Over this weekend and with a federal holiday on Monday, the nation honors Veterans Day, originally known as Armistice Day, to mark the end of World War I on Nov. 11, 1918.

Its easy to forget American involvement in World War I, though public interest picked up during its centennial. The American role in the war simply lacked the drama or the sweeping victories of the Civil War or World War II. To some, American involvement in World War I remains a mistake and an argument can be made that the rise of Soviet Russia and of Nazi Germany would have been far different — and perhaps would never have taken place — had America not entered the war in early 1917. The fact that hundreds of thousands of men fought for four years on the Western Front in massive lines of trenches, battling over inches and yards, remains almost incomprehensible a century later. Despite fine efforts from historians, including Norman Stone and Prit Buttar’s recent magisterial series on the topic, the Eastern Front remains elusive for many of us despite its undoubted importance, especially with the Russian revolution and events in the Balkans.
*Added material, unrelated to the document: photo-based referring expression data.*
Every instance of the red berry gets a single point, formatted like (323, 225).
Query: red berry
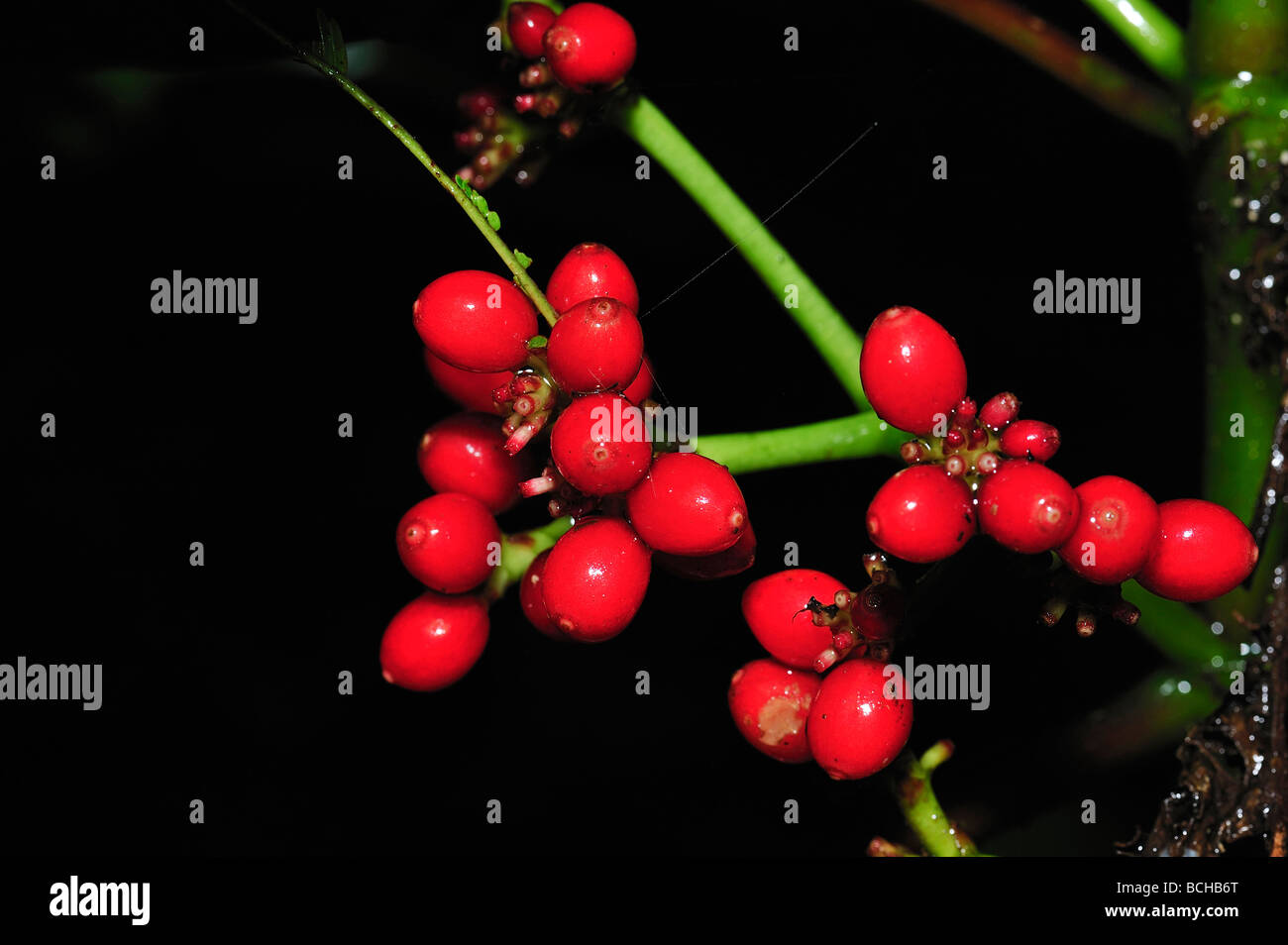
(433, 641)
(447, 542)
(471, 389)
(733, 561)
(595, 578)
(591, 270)
(1120, 523)
(688, 505)
(476, 321)
(921, 514)
(771, 703)
(642, 386)
(595, 345)
(1000, 411)
(877, 610)
(911, 369)
(599, 445)
(854, 729)
(1202, 551)
(527, 25)
(590, 46)
(1026, 507)
(774, 608)
(1030, 439)
(532, 600)
(465, 454)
While Florida housed some naval bases in the war, the Great War, as it was called, did not impact the Sunshine State the way that other conflicts — namely World War II — did. But reading information on the fallen and going through the 39 rolls of information at the National Archives on the men drafted from Florida holds more than its share of human interest.
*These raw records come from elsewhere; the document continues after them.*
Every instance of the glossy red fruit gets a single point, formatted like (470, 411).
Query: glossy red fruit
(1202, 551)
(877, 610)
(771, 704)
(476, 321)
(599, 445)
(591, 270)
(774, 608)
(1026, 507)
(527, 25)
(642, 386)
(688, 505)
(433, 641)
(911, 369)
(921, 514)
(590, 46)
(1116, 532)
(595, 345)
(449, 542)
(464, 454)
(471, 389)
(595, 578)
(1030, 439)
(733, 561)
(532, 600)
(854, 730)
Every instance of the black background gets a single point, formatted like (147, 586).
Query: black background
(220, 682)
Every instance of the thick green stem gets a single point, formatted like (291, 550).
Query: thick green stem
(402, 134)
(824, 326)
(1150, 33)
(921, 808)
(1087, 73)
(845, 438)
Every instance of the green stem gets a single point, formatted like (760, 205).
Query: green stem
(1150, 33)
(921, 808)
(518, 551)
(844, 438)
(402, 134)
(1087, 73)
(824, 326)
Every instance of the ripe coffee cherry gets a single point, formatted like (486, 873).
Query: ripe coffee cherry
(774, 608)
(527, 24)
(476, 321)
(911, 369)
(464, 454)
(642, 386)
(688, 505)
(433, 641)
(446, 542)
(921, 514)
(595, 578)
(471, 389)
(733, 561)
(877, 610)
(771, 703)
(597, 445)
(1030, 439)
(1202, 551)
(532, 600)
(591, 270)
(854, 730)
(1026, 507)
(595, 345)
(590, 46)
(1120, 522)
Almost 200 Floridians who lost their lives during World War I are buried in seven American military cemeteries in France. A stunningly high percentage of the young men from Florida who lost their lives were killed in the final weeks of the war in late October and early November 1918. Some of the doughboys from the Sunshine State, buried in France, died in 1919 — victims of their wounds and the influenza epidemic that swept the world after the war.

Even the ones who survived the war were not always lucky. During the Great Depression, hundreds of former doughboys would head to veteran camps throughout the state, looking for work. In the hurricane that swept through Key West in 1935, an estimated 250 veterans of the war lost their lives.
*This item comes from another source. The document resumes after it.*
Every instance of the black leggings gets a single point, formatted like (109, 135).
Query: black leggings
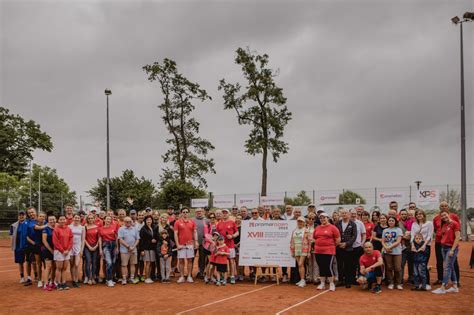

Like the war they fought in, Americas veterans of World War I have often been overlooked and the last one passed away in February 2011. While it may be easy to forget the war, Florida and the rest of the nation should never forget the Americans whose lives were forever impacted — and far too many ended — by World War I and its aftermath.

“Time will not dim the glory of their deeds,” noted Gen. John J. Pershing of the Americans lost in World War I. A century after the guns went silent, Pershing’s words still hold true.